Hi, I'm Chas, a developer at SEOmoz. I've been working here since last summer, and though I've written many lines of code, this is my very first blog post. Now, I'm happy to have the chance to reveal the super-secret project I've been working on: Blogscape!
Blogscape
What are the hottest topics on the web right now? How much does your web presence change day-to-day, or in response to an advertising campaign? How many links did your site receive from the blogosphere this week?
Blogscape is a data source built to answer these questions and more. It’s an ‘Information Feed Aggregator’ and has been monitoring about 10 million feeds since December 2007. These feeds come from any website which offers syndication, but they are mostly from Blogs and News sites.
While Linkscape crawls the web-at-large, Blogscape is focused on the 'fast-moving-web'. It stores and makes searchable the full content of syndication feeds (including link data!), and the newest data is made available several times every day.
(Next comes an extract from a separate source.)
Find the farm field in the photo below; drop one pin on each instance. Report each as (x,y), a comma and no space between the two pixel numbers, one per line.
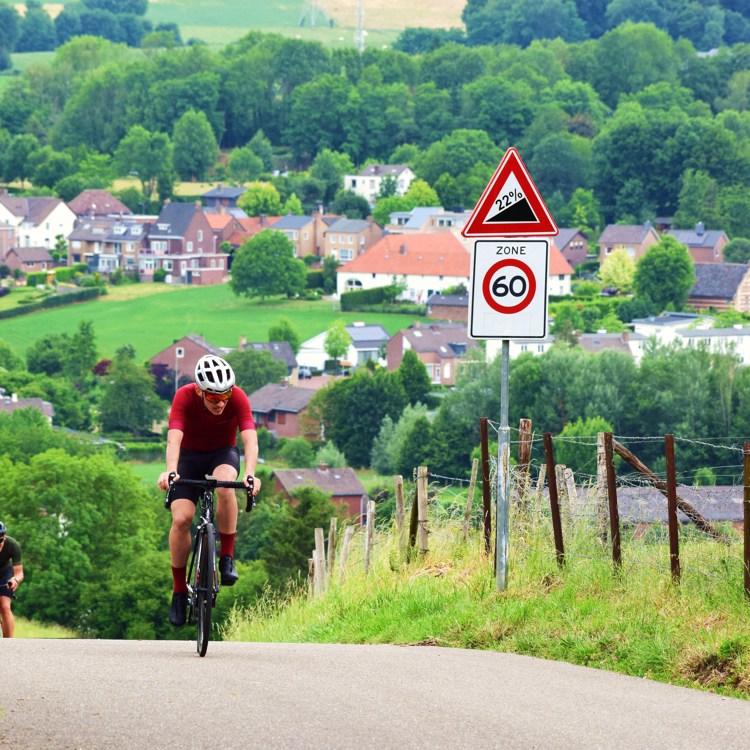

Data from Blogscape will appear in various forms in upcoming SEOmoz products, but we’ve decided to release a version of our internal testing tool for it in...
SEOmoz Labs!
SEOmoz Labs is a place where our more adventurous PRO users can check out the ‘bleeding edge’ of SEOmoz technology and product design. From now on, Labs will be our showcase for new ideas and features, ranging from simple proof-of-concept tools to early releases of upcoming products. We’re hoping Labs will be a fun and exciting ‘sneak peek’ for our users – and a source of early feedback for our product development team.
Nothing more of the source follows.